| Radio host calls for eradication arabs Original Source Link: (May no longer be active) http://www.boston.com/ae/tv/articles/2003/08/21/controversial_hosts_test_stations_tolerance/http://www.boston.com/ae/tv/articles/2003/08/21/controversial_hosts_test_stations_tolerance/
RADIO TRACKS Controversial hosts test station's tolerance By Clea Simon, Globe Correspondent, 8/21/2003
After WRKO-AM (680) morning man John "Ozone" Osterlind received a two-week suspension last week, a lot of folks started chatting about the all-talk station where he cohosts the 5:30-9 a.m. shift with Peter Blute. Osterlind's remarks last Tuesday, calling for "the eradication" of Arab people, prompted the suspension, along with several comparisons to the earlier one-day suspension of West Coast-based talk-show host Michael Savage. The syndicated Savage had been pulled off the same Entercom station for homophobic comments only last month. Radio listeners wanted to know: What's up with WRKO? Is there a new level of anger spewing forth from the mikes there, or has management just become more sensitive?
Neither, says Michael Harrison, editor of Talkers magazine. What we're hearing is simply business as usual, and the so-called punishments are part of the act. "This is formulaic," says the editor of the Springfield-based trade magazine. Sean Ross, editor of the trade magazine Airplay Monitor, adds, "You can't really tell which suspensions are real anyway in radio."
Harrison explains the purported controversies as a kind of cat-and-mouse game between the on-air talent and station management, designed to entice the public.
"Talent is encouraged to be as outrageous as possible," Harrison says. "The whole purpose of talk radio is to create attention, to stimulate, to entertain. It's not meant to be educational or academic."

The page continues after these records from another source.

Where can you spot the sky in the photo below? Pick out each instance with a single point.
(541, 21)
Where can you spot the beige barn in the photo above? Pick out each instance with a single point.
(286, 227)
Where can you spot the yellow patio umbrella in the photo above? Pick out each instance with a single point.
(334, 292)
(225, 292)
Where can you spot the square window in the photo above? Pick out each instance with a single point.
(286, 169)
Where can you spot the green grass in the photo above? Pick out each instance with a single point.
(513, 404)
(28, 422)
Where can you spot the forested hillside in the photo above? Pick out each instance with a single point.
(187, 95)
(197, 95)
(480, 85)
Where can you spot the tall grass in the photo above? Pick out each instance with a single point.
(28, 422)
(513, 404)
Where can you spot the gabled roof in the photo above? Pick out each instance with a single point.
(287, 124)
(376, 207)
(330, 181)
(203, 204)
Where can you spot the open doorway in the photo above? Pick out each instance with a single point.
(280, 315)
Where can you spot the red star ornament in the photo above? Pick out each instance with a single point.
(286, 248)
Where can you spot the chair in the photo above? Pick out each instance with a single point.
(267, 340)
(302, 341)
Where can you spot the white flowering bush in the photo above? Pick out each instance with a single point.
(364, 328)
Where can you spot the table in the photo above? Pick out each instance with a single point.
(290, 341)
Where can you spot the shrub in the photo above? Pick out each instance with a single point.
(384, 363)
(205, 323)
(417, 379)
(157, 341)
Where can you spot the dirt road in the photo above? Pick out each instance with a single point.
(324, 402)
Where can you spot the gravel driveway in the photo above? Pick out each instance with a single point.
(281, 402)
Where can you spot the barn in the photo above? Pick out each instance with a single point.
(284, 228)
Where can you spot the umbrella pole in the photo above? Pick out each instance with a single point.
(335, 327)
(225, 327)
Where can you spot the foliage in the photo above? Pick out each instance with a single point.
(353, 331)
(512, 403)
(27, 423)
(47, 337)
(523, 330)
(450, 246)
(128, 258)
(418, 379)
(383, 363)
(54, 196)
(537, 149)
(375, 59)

The problem, he says, is that these hosts are walking a very fine line between commercial controversy and unacceptable speech. It's a line that shifts with the social and political winds, as various topics become fair game and others -- such as hate talk about specific groups -- become too hot. "There's no real way of knowing for sure how far you can go," Harrison says. "We're always sensitive about something."
When talk jocks do overstep, he says, what happens to them depends in part on their popularity.
"If the host is completely expendable and the heat outweights the value [of the controversy], they fire the host," Harrison explains. "If the host is kind of valuable but there's a lot of heat, they suspend the host. And if the host is really valuable, they pay the fine, and they don't respond."
So both Osterlind and Savage are valued employees who were conducting business as usual, but went a bit overboard? That's not the way WRKO management would like listeners to read their actions. Following the suspension, the station issued a brief press release about Osterlind's "inappropriate statements" that read in part: "WRKO and Entercom Communications do not tolerate this behavior and will take the necessary steps to ensure this situation does not happen again."
When contacted to speak on the larger issues, including whether radio standards have changed, station management refused to comment further.
Harrison isn't surprised. "We're in a period of saber rattling," he says. "Right now, stations are a little bit guarded about indecency and things of that nature. But nothing has really changed. This has been going on forever."
Spinning the dial Barry Scott hosts the 19th annual "Lost 45s" Labor Day countdown of the WODS-FM (103.3) oldies show's 100 most-requested songs, Aug. 31 starting at 7 p.m. . . . Today from noon to 2 p.m., Jeff Tamarkin, author of "Got a Revolution: The Turbulent Flight of Jefferson Airplane," will discuss his book with host Eli Polonsky on "Lost and Found" on WMBR-FM (88.1).